Report on Nevados de Chillan (Chile) — 11 September-17 September 2019
Smithsonian / US Geological Survey Weekly Volcanic Activity Report,
11 September-17 September 2019
Managing Editor: Sally Kuhn Sennert
Please cite this report as:
Global Volcanism Program, 2019. Report on Nevados de Chillan (Chile). In: Sennert, S K (ed.), Weekly Volcanic Activity Report, 11 September-17 September 2019. Smithsonian Institution and US Geological Survey.
Nevados de Chillan
36.868°S, 71.378°W; summit elev. 3180 m
All times are local (unless otherwise noted)
ONEMI and SERNAGEOMIN reported that during 10-17 September white-to-gray gas plumes from Nevados de Chillán’s Nicanor Crater rose 400-800 m above the rim and drifted NE, E, and SE. Explosions sometimes ejected incandescent material onto the E and SE flanks. A lava flow on the NNE flank was 100 m wide, 5 m thick, and had advanced 600 m by 14 September. The Alert Level remained at Orange, the second highest level on a four-color scale. ONEMI maintained an Alert Level Yellow (the middle level on a three-color scale) for the communities of Pinto, Coihueco, and San Fabián, and stated that the public should stay at least 3 km away from the crater on the SW flank and 5 km away on the ENE flank.

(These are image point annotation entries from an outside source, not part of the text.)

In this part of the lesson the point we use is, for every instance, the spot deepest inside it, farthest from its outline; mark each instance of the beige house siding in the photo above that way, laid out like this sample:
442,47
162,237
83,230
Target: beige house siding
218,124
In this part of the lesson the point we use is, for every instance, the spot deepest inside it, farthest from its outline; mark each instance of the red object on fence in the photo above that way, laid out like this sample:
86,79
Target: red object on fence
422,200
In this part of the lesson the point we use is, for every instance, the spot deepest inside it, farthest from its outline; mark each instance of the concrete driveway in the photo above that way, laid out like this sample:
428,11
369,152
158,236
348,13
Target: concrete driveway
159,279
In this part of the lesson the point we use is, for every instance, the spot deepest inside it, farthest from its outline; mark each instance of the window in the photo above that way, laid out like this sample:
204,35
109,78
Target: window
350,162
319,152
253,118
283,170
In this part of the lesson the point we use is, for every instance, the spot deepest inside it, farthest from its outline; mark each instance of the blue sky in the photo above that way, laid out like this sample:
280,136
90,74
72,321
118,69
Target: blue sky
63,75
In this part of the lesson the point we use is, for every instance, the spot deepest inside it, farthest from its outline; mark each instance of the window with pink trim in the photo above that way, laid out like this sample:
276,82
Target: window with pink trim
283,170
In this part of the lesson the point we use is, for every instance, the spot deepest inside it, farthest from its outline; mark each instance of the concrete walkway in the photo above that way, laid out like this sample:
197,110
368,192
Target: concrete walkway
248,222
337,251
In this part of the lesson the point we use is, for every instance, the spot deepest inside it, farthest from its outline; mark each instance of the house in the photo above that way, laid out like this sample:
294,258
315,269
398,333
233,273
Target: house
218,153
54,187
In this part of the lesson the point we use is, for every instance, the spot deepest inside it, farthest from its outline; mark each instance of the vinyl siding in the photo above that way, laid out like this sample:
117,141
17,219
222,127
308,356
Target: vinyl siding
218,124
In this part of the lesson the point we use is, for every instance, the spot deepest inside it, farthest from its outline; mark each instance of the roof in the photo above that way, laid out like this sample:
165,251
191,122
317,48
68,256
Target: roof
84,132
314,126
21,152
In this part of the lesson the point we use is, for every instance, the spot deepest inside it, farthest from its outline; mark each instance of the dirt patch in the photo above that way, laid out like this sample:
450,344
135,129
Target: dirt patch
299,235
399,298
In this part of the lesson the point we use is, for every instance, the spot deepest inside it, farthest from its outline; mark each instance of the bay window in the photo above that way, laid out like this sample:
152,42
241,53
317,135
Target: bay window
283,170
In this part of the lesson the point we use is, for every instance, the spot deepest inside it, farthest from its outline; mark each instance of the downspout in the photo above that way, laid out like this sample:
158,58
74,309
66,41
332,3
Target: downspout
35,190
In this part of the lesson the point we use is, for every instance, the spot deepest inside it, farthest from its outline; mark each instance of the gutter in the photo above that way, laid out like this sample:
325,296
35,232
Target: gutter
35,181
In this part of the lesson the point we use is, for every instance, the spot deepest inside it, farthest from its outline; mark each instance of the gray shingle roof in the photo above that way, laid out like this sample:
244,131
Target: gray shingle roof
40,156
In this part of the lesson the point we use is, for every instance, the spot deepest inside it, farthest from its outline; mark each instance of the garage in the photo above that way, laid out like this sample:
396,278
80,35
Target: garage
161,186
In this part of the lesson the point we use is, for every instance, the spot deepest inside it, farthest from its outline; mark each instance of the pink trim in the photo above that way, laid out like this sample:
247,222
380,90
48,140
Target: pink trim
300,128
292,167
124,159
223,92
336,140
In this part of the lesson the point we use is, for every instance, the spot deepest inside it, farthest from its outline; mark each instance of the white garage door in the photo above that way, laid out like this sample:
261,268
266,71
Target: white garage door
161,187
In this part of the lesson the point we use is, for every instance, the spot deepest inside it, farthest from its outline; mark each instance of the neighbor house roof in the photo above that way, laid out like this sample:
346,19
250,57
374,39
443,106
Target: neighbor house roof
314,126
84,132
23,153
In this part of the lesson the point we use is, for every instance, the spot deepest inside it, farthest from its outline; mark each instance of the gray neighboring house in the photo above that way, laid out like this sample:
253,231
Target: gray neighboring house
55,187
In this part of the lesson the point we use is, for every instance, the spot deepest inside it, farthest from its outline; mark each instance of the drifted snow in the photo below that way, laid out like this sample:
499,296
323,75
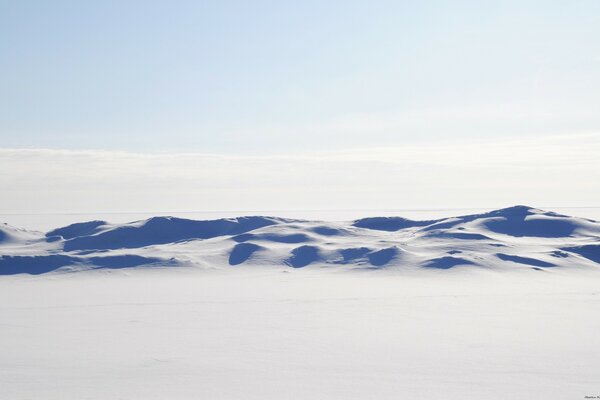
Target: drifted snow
490,306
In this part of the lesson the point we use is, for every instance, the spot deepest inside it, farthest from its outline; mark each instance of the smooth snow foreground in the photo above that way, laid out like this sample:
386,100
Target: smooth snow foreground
491,306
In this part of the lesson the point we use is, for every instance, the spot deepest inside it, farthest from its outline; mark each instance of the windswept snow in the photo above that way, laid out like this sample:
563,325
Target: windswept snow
515,237
489,306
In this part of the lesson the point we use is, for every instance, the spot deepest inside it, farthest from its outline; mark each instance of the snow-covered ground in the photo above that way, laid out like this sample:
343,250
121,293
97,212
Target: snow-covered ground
497,305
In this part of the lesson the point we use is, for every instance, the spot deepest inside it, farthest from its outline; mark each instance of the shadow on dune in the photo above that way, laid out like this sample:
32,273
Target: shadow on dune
303,256
447,262
381,257
242,252
162,230
591,251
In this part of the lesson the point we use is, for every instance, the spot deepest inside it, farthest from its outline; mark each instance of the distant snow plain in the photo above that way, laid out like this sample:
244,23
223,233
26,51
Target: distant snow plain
501,304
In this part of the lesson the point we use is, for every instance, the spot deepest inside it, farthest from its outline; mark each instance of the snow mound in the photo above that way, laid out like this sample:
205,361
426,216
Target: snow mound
513,238
162,230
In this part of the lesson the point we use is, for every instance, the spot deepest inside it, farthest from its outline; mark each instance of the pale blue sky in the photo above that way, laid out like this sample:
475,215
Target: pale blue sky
243,77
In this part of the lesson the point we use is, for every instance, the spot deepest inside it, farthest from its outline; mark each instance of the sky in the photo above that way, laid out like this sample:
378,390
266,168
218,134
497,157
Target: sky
155,105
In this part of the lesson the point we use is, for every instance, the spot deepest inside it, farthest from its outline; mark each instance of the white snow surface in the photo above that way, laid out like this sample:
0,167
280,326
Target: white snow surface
497,305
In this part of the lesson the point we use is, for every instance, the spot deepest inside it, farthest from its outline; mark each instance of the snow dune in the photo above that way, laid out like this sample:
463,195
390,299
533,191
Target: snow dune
493,306
515,237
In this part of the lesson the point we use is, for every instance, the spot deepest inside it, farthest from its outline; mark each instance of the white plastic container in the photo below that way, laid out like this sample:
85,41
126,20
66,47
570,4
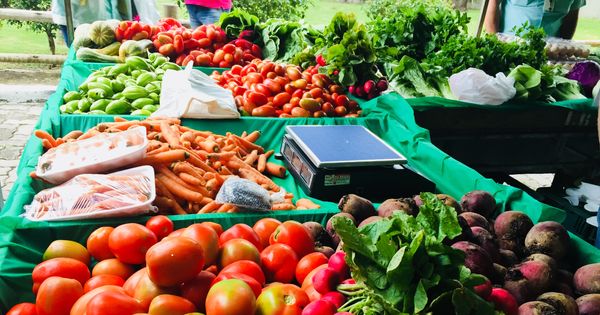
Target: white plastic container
132,210
98,154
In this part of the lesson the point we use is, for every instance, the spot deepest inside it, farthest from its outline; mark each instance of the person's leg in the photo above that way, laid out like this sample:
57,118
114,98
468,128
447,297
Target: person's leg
194,12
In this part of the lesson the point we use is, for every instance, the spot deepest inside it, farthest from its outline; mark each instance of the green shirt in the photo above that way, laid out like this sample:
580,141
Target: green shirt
547,14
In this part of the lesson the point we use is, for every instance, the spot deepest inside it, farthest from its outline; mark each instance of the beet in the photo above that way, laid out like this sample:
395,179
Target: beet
359,207
589,304
562,303
528,280
475,219
450,202
586,279
478,201
507,258
548,238
511,228
485,239
387,208
504,301
537,308
476,259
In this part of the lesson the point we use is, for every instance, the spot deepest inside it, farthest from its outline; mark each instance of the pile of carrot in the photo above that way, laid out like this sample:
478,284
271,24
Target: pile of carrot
192,165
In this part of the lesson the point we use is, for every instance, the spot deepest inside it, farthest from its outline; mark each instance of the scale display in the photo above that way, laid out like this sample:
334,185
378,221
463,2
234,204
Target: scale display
348,145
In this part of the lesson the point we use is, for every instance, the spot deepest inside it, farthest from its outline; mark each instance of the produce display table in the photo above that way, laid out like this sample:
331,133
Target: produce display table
515,138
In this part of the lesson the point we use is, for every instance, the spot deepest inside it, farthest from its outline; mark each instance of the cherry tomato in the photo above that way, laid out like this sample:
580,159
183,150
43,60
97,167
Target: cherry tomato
57,295
173,261
243,231
113,303
207,237
60,267
308,263
167,304
279,263
160,225
130,242
68,249
265,227
97,243
102,280
230,296
195,290
238,249
281,299
23,309
113,267
295,235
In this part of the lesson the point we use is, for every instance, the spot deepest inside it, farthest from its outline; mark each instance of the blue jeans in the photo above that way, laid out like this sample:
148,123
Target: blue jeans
202,15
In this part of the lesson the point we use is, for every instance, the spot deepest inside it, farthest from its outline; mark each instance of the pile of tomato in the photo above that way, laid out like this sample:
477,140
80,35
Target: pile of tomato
269,268
268,89
205,46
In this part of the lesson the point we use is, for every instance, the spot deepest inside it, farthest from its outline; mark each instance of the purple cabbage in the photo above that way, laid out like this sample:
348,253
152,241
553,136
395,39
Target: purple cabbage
587,73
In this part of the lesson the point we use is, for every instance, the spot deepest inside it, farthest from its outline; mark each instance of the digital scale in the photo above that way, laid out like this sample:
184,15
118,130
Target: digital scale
331,161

Geological Summary. The compound volcano of Nevados de Chillán is one of the most active of the Central Andes. Three late-Pleistocene to Holocene stratovolcanoes were constructed along a NNW-SSE line within three nested Pleistocene calderas, which produced ignimbrite sheets extending more than 100 km into the Central Depression of Chile. The dominantly andesitic Cerro Blanco (Volcán Nevado) stratovolcano is located at the NW end of the massif. Volcán Viejo (Volcán Chillán), which was the main active vent during the 17th-19th centuries, occupies the SE end. The Volcán Nuevo lava-dome complex formed during 1906-1945 on the NW flank of Viejo. The Volcán Arrau dome complex was then constructed on the SE side of Volcán Nuevo between 1973 and 1986, and eventually exceeded its height. Smaller domes or cones are present in the 5-km valley between the two major edifices.